Fiamma Nirenstein (Il Giornale del 5 febbraio 2012) scrive che il “mondo europeo e americano, dopo essersi dichiarato a iosa colpevole di non aver capito nulla, di non aver saputo prevedere le rivoluzioni arabe, adesso cerca una pericolosa scorciatoia: individuare nei Fratelli Musulmani, i grandi vincitori dello scuotimento, un interlocutore plausibile, aperto, perfino moderato. Basta frequentare le riunioni (recentemente per esempio quella delle commissioni estere convocata dall’UE) in cui si discutono i futuri rapporti con i nuovi poteri, per capire che il maggiore desiderio dei funzionari e dei politici addetti è avviare subito il previsto nuovo «piano Marshall» che dovrebbe aiutare lo sviluppo della democrazia. Non importa se dopo la mancata «primavera araba» aiuteremo la «primavera islamista».
A questo proposito va notato che i Fratelli Musulmani, fondati nel 1928 in Egitto, dopo il collasso dell’Impero Ottomano, sono contrari alla secolarizzazione dell’Islam, hanno come riferimento la Jihād e sono stati molto influenzati da Hag Amin Al Husny, muftì di Gerusalemme nel 1921 e, dopo la caduta dell’Impero Ottomano, alleato di Hitler. Nel 1941 lo troviamo a Berlino a sostenere la “soluzione finale” e a incitare i musulmani ad arruolarsi nelle file del Reich.
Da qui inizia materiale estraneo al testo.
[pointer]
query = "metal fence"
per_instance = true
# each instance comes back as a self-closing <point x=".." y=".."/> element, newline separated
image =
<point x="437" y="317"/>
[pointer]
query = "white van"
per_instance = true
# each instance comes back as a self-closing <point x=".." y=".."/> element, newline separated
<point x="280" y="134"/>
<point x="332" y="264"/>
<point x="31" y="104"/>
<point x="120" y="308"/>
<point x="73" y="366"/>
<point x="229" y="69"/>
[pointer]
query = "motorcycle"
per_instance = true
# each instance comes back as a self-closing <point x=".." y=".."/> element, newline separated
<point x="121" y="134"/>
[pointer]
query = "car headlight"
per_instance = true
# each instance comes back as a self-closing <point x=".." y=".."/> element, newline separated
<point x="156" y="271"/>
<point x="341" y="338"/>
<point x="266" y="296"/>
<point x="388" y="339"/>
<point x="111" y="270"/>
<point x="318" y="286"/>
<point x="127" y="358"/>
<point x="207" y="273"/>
Dopo la guerra l’ex muftì nazista rinsaldò i rapporti con Sayyid Qutb e Haran al Bannah, rispettivamente teorico e fondatore dei Fratelli Mussulmani e pose sotto la sua ala protettiva Yasser Arafat.
Hag Amin Al Husny considerava l’Olocausto una macchinazione ebraica. Il negazionismo islamico ha dunque basi precise.
In Turchia il Main Kampf e i Protocolli dei Savi di Sion sono best seller, come in altri paesi islamici.
Su questa nazificazione dell’Islam nessuno riflette, anzi, si tende ad iscrivere i Fratelli Misulmani ad un orizzonte di sinistra terzomondista e di libertà dei popoli.
I Fratelli Musulmani, aggiunge Fiamma Nirenstein, “non si cambiano, non si comprano, non si dividono. E sono una forza abituata da una lunga tradizione a fare prudenti, cautissimi conti con amicizie e inimicizie alterne, ma alla fine sempre con l’occhio al califfato mondiale. È dal 1938 che lo ripetono col loro fondatore Hassan Al banna: «Allah è il nostro obiettivo, il Profeta il nostro leader, il Corano la nostra legge, la Jihad la nostra strada, morire sulla strada di Allah la nostra più grande speranza»”.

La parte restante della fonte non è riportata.